Israel's Housing Ministry linked the new construction to a nationwide plan to lower housing prices, which have skyrocketed in recent years, and appease protesters demanding affordable living space.

The tenders seek builders for the projected expansion of the Beitar Illit enclave outside Jerusalem and Karnei Shomron, a settlement on the outskirts of the West Bank's largest Palestinian city of Nablus.

Ariel Rosenberg, a ministry spokesman, said it could take as long as two to three years before the homes were built, adding that the tenders were the first issued for occupied areas beyond Jerusalem since a building freeze expired in September.

Prime Minister Benjamin Netanyahu in November 2009 had ordered a 10-month temporary halt to new settlement-building on territory Israel captured in a 1967 war. He declined U.S. appeals to extend the moratorium late last year.

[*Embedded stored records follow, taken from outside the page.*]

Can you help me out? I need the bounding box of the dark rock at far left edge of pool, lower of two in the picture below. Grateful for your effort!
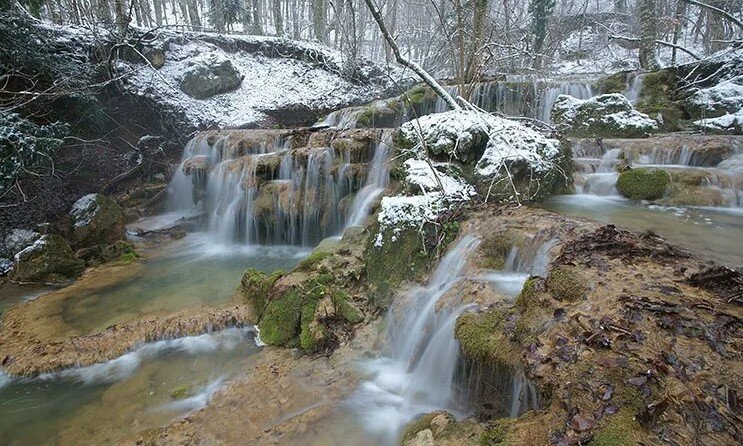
[12,234,85,283]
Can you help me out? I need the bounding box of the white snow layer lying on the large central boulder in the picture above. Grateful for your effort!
[375,110,560,242]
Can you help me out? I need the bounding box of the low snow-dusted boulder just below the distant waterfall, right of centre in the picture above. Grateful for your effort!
[551,93,658,138]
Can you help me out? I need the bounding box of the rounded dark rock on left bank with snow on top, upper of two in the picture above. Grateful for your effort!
[70,194,126,248]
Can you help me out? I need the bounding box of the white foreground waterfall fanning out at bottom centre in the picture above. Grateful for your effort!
[349,236,479,443]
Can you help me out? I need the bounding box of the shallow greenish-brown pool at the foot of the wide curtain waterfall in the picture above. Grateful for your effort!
[62,233,309,334]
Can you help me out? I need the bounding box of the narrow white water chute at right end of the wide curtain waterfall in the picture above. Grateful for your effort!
[346,131,392,227]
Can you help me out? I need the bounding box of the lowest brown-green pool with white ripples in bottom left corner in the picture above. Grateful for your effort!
[0,328,260,446]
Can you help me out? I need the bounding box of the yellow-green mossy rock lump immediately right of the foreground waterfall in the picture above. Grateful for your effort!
[454,308,520,366]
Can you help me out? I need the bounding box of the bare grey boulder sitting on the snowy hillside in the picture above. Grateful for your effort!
[181,54,243,99]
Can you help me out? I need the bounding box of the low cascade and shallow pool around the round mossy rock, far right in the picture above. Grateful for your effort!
[543,137,743,266]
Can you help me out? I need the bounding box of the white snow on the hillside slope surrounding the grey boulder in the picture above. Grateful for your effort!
[122,31,400,127]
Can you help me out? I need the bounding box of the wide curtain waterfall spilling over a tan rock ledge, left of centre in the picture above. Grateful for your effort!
[170,129,391,246]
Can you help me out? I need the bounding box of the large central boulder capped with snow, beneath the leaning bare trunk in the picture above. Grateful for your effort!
[376,110,572,240]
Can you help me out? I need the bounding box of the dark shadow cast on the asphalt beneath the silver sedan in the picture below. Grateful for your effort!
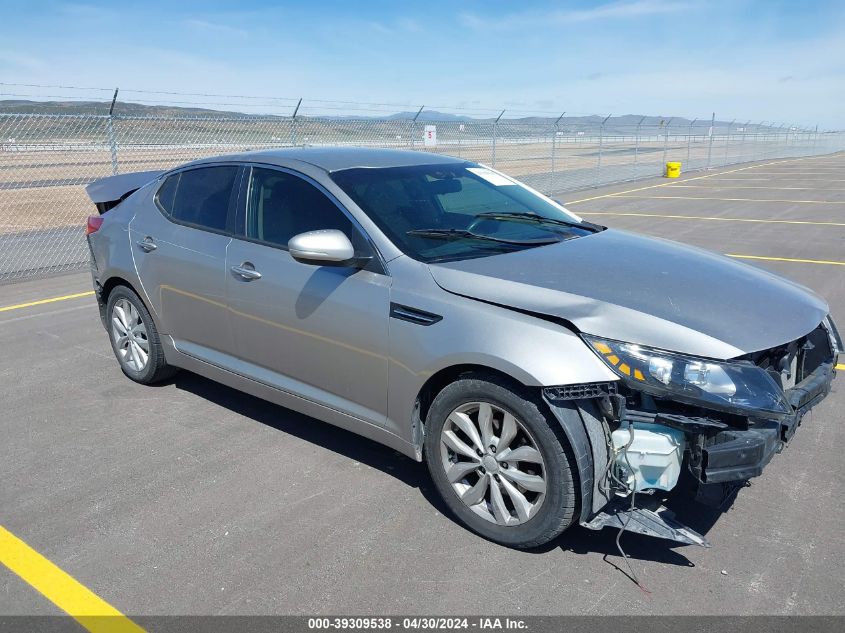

Palestinian President Mahmoud Abbas has refused to hold peace talks with Israel unless it completely freezes settlement activity. He has instead focused efforts on a unilateral bid for statehood recognition from the United Nations in September.

"This decision is another reason calling on us to go to the United Nations and the Security Council to ask for recognition of the state of Palestine and gaining full membership for it in the United Nations," Nabil Abu Rdainah, an Abbas spokesman, said in a statement.

Hagit Ofran, a spokeswoman for Israel's settlements watchdog group Peace Now, charged that the new construction plans "show the public the Israeli government isn't moving toward peace."

Rosenberg said the new construction was part of a wider plan to build another 7,000 homes across Israel, releasing his statement as hundreds of protesters pitched tents in the business hub of Tel Aviv to demand more affordable housing.

"The ministry is constantly seeking to market land to cope with a housing shortage," Rosenberg said.

In contrast with the United States and Europe, Israeli housing prices have soared by an average of 50 percent in the last three years, an issue

Netanyahu has said he would address by efforts to cut red tape he says often hinders new construction.